Execution Environments & Innovative Computing Methods

How can artificial intelligence be optimised for specific systems? How do we secure devices that use AI against cyber attacks? How do we integrate AI into existing processes and devices? Our scientists in the Execution Environments and Innovative Computing Methods department are working on these and similar questions.

In order to embed artificial intelligence into our technology in a secure and uncompromised way, the entire system on which the AI is executed must be considered. To this end, the department is working on implementing and securing AI models at various levels close to the hardware. We are investigating the suitability of quantum computers for AI applications and optimising AI for high-performance computers and distributed systems. Securing virtual platforms for the permanent integration of AI software modules in vehicle technology is the subject of research in the Gaia-X 4 Future Mobility project.

We are also active in highly specialised application areas, such as the optimisation of AI methods in autonomous mobility and logistics facilitation, which require exceptional levels of reliability, but also adaptation to resource-poor environments. In distributed system environments, such as cloud services or decentralised data and service ecosystems, it is important that AI methods are provided in a device-independent manner.

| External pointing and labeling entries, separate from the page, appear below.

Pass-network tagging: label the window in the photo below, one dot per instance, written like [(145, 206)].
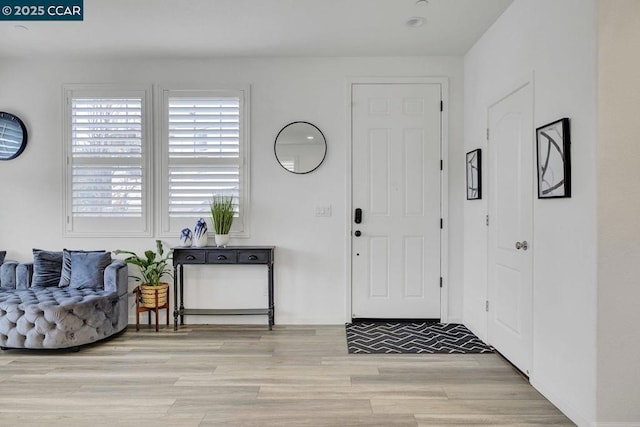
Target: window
[(204, 154), (106, 161)]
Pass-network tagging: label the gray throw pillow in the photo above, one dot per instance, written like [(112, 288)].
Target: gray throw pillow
[(87, 269), (47, 266), (65, 275)]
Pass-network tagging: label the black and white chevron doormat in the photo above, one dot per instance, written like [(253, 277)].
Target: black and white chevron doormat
[(368, 337)]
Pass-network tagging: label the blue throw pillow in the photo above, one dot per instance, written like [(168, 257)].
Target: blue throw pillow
[(47, 266), (65, 275), (87, 269)]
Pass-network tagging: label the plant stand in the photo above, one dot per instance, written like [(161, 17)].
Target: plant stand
[(160, 294)]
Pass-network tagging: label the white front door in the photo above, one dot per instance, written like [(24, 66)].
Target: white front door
[(511, 226), (396, 185)]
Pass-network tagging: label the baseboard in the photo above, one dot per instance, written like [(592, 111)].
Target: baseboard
[(572, 413), (616, 424)]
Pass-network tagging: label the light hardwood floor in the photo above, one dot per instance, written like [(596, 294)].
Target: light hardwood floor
[(247, 375)]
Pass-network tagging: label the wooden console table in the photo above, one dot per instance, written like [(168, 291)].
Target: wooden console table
[(210, 255)]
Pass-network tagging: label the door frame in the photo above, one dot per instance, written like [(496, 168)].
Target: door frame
[(506, 91), (444, 182)]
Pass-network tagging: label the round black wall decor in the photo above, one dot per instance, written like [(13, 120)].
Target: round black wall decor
[(13, 136)]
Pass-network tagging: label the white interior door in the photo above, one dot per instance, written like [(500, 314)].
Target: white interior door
[(396, 184), (511, 226)]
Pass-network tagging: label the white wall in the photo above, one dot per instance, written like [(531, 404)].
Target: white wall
[(554, 41), (618, 213), (311, 252)]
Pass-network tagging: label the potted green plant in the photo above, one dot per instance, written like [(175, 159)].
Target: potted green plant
[(222, 217), (153, 267)]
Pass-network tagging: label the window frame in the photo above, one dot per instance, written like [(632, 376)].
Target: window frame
[(108, 227), (241, 224)]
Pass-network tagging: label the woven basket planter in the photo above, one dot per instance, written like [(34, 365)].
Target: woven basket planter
[(148, 295)]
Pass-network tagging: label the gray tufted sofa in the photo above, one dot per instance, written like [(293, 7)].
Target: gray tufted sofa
[(53, 317)]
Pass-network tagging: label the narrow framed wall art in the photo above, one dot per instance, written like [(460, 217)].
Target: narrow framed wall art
[(474, 174), (553, 142)]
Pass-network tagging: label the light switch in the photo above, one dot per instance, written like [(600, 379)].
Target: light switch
[(323, 210)]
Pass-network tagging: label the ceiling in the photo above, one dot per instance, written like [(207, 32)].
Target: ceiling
[(257, 28)]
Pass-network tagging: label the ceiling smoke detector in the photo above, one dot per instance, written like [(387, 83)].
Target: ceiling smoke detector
[(415, 22)]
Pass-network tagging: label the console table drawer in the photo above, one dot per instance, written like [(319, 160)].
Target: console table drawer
[(189, 257), (249, 257), (222, 257)]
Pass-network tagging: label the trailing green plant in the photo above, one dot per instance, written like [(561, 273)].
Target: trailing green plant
[(153, 265), (222, 213)]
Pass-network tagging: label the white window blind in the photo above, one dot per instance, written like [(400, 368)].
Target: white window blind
[(106, 153), (204, 152), (204, 155), (106, 164)]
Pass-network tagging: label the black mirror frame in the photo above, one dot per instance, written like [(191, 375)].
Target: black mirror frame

This is the only way to ensure that AI can be executed securely and efficiently on all participating devices. Our application-independent architectural approaches make it easy to transfer our methods to new tasks.

Quantum computing and other innovative computing approaches are an important aspect of the design of future generations of AI. We analyse the possibilities and consequences of new computing methods for artificial intelligence. In particular, the question arises as to how safe and comprehensible AI can be realised on quantum computers. The potential of the quantum world for the development of new methods beyond the improvement of classical algorithms will also be analysed. We also investigate how these new approaches can be integrated into existing classical processes and structures, for example in the context of cyber security in open data and service ecosystems and AI. Another important aspect is the question of what future attack scenarios on our IT infrastructures might look like and what defence mechanisms are needed when unconventional hardware such as quantum computers are used.